Law and Order: AIG

Richard Eskow

President Obama’s Department of Justice announced last week that there would be no indictments in the collapse of AIG, an event which led to a worldwide economic collapse and cost the American taxpayer trillions. As someone who once worked for AIG I was shocked, but apparently that’s how this mystery ends: Hundreds of millions of victims, smoking guns in every room, and not a perp to be found anywhere.

Yves Smith is disappointed that PriceWaterhouseCoopers, the auditors who signed off on AIG’s financial claims despite mounds of disturbing evidence, escaped serious legal scrutiny. She observes that our “Potemkin” financial reform (her word) won’t remove the barriers that prosecutors face in pursuing secondary parties like auditors (although I believe the Supreme Court ruling she cited only addressed civil suits.) Not only is the auditor protected, but that allows the fraudster himself to use the defense that he kept his auditor informed – kind of like Bush and Cheney using John Yoo’s legal opinion to inoculate themselves from criminal prosecution.

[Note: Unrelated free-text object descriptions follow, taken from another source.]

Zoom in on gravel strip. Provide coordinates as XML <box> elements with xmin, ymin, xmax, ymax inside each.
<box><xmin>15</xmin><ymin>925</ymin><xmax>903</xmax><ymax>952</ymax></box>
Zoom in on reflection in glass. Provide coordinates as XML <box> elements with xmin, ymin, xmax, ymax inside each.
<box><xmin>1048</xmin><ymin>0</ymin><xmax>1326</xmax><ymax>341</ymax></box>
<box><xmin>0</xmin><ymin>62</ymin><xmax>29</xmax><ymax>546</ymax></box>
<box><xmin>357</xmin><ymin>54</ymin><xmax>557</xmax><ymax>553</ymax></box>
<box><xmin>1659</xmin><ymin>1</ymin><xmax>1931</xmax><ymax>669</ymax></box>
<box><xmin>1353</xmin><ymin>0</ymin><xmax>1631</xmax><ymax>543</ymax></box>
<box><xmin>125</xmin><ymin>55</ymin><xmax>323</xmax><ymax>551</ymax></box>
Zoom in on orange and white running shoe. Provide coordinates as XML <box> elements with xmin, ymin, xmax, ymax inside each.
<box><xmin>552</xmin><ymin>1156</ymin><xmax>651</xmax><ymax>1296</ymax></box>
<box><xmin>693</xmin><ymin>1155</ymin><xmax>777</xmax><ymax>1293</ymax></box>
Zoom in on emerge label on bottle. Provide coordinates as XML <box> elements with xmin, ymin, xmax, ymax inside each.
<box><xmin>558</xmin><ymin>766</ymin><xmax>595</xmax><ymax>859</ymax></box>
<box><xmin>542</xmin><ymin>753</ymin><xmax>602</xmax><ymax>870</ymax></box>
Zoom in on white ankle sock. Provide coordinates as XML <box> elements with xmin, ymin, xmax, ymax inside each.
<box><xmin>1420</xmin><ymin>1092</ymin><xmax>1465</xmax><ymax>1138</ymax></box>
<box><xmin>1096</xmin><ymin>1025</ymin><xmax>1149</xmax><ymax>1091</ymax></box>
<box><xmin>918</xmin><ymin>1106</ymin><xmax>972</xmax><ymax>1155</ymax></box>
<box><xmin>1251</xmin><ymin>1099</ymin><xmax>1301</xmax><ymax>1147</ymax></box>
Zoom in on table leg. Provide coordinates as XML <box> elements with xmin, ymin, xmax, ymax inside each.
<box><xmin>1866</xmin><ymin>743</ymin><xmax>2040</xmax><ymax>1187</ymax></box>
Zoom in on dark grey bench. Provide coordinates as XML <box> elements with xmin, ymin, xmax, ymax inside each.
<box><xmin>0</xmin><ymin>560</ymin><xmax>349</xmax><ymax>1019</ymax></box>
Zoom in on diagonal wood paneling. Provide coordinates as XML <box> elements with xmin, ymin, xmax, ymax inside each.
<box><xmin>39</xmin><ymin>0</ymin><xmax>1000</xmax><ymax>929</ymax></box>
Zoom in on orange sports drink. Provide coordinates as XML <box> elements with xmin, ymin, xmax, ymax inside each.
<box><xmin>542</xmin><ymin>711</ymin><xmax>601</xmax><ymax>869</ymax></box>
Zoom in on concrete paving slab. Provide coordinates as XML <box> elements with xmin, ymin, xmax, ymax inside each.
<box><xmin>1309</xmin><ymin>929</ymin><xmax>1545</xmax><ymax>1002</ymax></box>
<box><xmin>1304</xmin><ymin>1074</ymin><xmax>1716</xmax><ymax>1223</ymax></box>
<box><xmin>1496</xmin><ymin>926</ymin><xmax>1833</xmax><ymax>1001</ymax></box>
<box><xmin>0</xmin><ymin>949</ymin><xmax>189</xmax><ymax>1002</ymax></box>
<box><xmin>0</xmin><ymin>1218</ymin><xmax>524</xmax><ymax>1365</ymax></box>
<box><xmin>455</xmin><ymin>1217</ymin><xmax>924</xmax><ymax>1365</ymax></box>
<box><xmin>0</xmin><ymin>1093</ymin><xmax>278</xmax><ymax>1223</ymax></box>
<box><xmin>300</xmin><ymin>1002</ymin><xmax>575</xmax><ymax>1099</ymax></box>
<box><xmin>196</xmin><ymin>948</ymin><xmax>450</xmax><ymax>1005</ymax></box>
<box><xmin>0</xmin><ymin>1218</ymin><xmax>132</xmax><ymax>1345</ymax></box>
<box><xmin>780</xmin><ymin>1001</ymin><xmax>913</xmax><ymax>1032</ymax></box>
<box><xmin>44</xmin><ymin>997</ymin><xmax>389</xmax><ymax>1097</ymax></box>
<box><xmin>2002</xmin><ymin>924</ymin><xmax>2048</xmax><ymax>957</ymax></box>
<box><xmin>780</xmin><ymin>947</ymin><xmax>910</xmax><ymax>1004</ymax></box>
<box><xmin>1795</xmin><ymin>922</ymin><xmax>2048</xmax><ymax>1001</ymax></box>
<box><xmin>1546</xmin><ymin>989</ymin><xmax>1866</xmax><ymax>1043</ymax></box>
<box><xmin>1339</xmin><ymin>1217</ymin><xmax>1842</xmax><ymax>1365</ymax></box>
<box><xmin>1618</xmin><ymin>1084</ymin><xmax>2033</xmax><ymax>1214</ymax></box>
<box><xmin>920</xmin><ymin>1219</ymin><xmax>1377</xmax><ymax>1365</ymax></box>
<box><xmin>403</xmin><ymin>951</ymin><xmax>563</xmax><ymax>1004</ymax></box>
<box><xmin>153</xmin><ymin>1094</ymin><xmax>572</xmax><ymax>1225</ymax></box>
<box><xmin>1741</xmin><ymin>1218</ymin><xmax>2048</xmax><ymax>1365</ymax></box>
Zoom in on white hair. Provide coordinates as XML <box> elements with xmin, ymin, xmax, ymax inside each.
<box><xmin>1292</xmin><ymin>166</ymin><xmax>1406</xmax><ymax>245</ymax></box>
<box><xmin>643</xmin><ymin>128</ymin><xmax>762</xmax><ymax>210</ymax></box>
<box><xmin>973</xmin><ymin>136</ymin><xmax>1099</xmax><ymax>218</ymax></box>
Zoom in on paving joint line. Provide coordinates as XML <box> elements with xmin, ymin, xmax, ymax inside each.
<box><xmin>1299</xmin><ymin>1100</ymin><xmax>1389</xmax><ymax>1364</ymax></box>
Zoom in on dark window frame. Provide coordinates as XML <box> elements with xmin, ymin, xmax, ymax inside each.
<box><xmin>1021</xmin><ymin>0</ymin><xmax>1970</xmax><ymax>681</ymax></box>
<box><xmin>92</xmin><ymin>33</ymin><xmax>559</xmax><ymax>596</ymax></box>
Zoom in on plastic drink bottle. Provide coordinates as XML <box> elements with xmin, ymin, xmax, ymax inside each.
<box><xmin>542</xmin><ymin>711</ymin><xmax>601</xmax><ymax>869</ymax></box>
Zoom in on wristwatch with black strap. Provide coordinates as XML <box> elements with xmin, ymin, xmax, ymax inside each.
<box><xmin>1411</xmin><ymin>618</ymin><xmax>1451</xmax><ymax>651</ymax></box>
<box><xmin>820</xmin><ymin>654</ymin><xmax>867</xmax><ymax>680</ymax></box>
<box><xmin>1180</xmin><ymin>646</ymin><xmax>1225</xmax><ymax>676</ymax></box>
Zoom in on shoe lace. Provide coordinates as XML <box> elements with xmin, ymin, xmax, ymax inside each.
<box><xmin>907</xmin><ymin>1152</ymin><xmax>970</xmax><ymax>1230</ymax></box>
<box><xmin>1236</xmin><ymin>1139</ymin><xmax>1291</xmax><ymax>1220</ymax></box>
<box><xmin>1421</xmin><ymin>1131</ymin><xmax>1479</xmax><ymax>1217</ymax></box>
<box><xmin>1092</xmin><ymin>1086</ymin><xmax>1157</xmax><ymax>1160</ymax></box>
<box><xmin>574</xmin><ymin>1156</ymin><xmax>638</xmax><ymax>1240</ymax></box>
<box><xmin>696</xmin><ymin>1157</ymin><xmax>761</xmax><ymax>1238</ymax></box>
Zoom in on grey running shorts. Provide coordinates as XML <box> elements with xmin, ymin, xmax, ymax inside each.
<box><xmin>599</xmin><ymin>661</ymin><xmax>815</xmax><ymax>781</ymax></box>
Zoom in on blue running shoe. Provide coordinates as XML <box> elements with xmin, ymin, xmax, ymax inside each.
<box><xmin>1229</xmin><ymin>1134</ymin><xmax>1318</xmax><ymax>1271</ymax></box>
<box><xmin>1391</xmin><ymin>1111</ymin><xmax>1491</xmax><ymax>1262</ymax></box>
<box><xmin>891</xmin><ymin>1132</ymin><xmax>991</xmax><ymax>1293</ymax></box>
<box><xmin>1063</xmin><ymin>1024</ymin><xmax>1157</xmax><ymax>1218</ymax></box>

Here’s another possible reason there won’t be a prosecution: Our economy was shattered by a syndicate, a ring, a cabal at the top of the financial pyramid. To move against any one of them – AIG’s Joe Cassano, the auditors, Goldman Sachs, or even the credit agencies – would trigger a chain reaction of rats turning on one another, summoning each other to testify, and spilling each other’s dirty secrets in an attempt to save themselves.